How Blockchain Is Changing the Gaming Industry?

Blockchain has made it possible for developers to communicate directly with players. This is changing the gaming industry to an unprecedented extent and has already arrived at casinos. Suddenly players can give direct feedback and developers can analyze that feedback. 

The way this works is that a player has an excellent suggestion for improving the game, for example. This will now be evaluated jointly by the entire community. If everyone, or at least the majority, likes this idea, the developer has the opportunity to take up this suggestion. This creates a game that will delight the majority of players before it’s even finished.

The Integration of the Ethereum Blockchain at Ubisoft

The well-known French game developer Ubisoft will use the Ethereum blockchain in its games to trade items in the future. This is said to be the first step in a series of changes to bring blockchain and its benefits into gaming. The players can not only buy armor, weapons, or other items in the sense of the pay-to-win principle but also sell them.

In this way, the functions of the Ethereum blockchain can be used for uniform global trading in assets and overcome all previous barriers from different FIAT currencies or various political trade embargoes that disadvantage players from certain countries when participating in the international gamer network.
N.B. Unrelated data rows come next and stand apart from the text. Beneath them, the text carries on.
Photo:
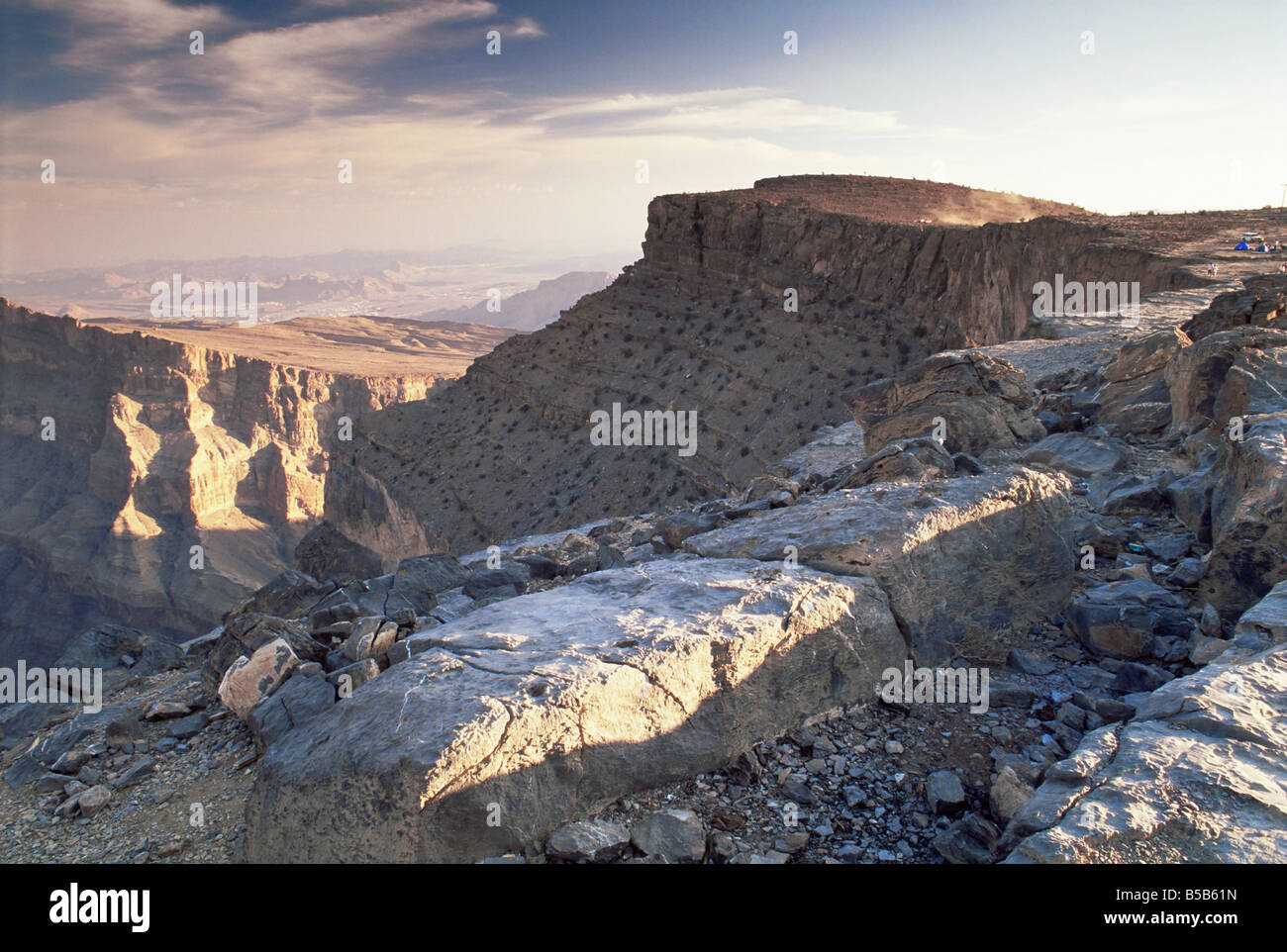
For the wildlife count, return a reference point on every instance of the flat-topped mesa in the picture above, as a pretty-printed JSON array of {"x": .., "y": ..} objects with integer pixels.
[
  {"x": 706, "y": 323},
  {"x": 127, "y": 450},
  {"x": 893, "y": 244}
]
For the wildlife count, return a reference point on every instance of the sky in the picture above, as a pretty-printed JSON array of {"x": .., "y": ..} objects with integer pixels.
[{"x": 161, "y": 153}]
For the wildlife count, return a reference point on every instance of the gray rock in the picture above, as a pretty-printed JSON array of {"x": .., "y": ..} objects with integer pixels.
[
  {"x": 985, "y": 403},
  {"x": 1248, "y": 516},
  {"x": 1187, "y": 573},
  {"x": 421, "y": 579},
  {"x": 1196, "y": 777},
  {"x": 588, "y": 840},
  {"x": 1119, "y": 619},
  {"x": 354, "y": 676},
  {"x": 71, "y": 762},
  {"x": 940, "y": 588},
  {"x": 1030, "y": 663},
  {"x": 1268, "y": 617},
  {"x": 661, "y": 672},
  {"x": 296, "y": 703},
  {"x": 943, "y": 793},
  {"x": 676, "y": 835},
  {"x": 1008, "y": 696},
  {"x": 138, "y": 772},
  {"x": 511, "y": 578},
  {"x": 798, "y": 792},
  {"x": 1008, "y": 794},
  {"x": 970, "y": 840},
  {"x": 1133, "y": 677},
  {"x": 1079, "y": 454},
  {"x": 188, "y": 727},
  {"x": 682, "y": 525}
]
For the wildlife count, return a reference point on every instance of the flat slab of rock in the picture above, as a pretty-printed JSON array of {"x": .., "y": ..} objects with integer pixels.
[
  {"x": 1080, "y": 454},
  {"x": 545, "y": 708},
  {"x": 1198, "y": 776},
  {"x": 1248, "y": 518},
  {"x": 963, "y": 558},
  {"x": 983, "y": 402}
]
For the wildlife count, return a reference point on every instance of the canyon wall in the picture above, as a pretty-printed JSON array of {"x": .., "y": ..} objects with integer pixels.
[
  {"x": 125, "y": 450},
  {"x": 700, "y": 323}
]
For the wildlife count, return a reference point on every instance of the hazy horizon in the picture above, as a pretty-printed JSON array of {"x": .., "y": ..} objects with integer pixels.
[{"x": 159, "y": 153}]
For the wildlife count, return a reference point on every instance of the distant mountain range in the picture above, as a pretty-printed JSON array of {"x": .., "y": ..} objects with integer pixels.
[
  {"x": 531, "y": 310},
  {"x": 394, "y": 283}
]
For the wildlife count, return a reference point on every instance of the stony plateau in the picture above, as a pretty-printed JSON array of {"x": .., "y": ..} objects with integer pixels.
[{"x": 548, "y": 707}]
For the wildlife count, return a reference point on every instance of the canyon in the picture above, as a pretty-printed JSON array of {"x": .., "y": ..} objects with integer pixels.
[
  {"x": 703, "y": 322},
  {"x": 155, "y": 472}
]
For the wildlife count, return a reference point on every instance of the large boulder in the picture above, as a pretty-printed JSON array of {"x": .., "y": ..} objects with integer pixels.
[
  {"x": 248, "y": 633},
  {"x": 1266, "y": 618},
  {"x": 1197, "y": 776},
  {"x": 1262, "y": 303},
  {"x": 325, "y": 552},
  {"x": 545, "y": 708},
  {"x": 1121, "y": 619},
  {"x": 120, "y": 651},
  {"x": 1079, "y": 454},
  {"x": 1232, "y": 373},
  {"x": 983, "y": 402},
  {"x": 1137, "y": 400},
  {"x": 968, "y": 562},
  {"x": 1248, "y": 518},
  {"x": 917, "y": 459},
  {"x": 290, "y": 595},
  {"x": 419, "y": 580}
]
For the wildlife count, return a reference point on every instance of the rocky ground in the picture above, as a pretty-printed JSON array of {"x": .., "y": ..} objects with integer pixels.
[{"x": 1136, "y": 702}]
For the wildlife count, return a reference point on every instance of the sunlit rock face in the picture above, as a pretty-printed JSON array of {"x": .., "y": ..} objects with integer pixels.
[
  {"x": 759, "y": 310},
  {"x": 127, "y": 450},
  {"x": 547, "y": 707}
]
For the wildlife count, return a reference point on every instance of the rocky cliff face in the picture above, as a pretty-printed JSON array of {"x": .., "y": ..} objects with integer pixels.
[
  {"x": 751, "y": 309},
  {"x": 153, "y": 481}
]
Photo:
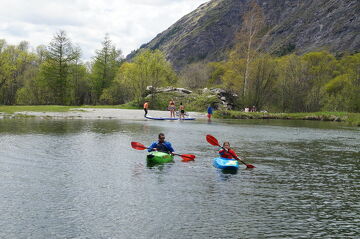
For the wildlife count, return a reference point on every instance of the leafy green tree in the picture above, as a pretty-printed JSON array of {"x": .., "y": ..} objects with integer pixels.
[
  {"x": 320, "y": 67},
  {"x": 15, "y": 63},
  {"x": 261, "y": 81},
  {"x": 290, "y": 87},
  {"x": 149, "y": 68},
  {"x": 55, "y": 69},
  {"x": 105, "y": 66}
]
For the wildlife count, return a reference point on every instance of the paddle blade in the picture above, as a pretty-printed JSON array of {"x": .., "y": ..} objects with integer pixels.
[
  {"x": 138, "y": 146},
  {"x": 250, "y": 166},
  {"x": 212, "y": 140},
  {"x": 187, "y": 157}
]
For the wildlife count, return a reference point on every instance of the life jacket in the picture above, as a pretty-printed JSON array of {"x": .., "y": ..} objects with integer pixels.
[
  {"x": 228, "y": 154},
  {"x": 162, "y": 147}
]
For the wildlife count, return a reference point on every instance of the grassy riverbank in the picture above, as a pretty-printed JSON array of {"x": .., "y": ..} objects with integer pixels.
[
  {"x": 11, "y": 109},
  {"x": 351, "y": 118}
]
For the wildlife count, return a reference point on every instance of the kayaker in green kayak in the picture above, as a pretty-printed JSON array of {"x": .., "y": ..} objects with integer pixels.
[
  {"x": 161, "y": 145},
  {"x": 227, "y": 152}
]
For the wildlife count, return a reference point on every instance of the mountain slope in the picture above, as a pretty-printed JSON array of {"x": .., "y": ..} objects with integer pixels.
[{"x": 295, "y": 25}]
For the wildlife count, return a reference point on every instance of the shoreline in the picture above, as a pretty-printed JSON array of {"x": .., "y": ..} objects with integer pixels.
[
  {"x": 350, "y": 118},
  {"x": 117, "y": 112},
  {"x": 94, "y": 113}
]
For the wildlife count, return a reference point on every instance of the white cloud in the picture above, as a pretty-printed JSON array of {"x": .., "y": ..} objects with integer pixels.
[{"x": 129, "y": 23}]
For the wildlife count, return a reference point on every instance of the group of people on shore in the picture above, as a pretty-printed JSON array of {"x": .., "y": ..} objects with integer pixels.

More Freedom, Justice & Friendship Through the In-game Blockchain

This also applies to players from countries with weak or heavily fluctuating currencies such as Africa. All of them can find in the Ethereum blockchain a safe haven and, ideally speaking, even a little freedom from the problems of the normal world. In this way, gamers in particular can lay the foundation for a peaceful future in their first-person shooters, in which nationalities no longer play a major role.

All this can develop through the blockchain. These are unprecedented opportunities that can hardly be stopped by the usual political power games, as the triumph of Bitcoin impressively demonstrates. Interestingly, this has already worked in online non Gamstop casinos, where many countries are barred from online entertainment by various laws. With cryptocurrencies, legislators have no leverage to play games with players. 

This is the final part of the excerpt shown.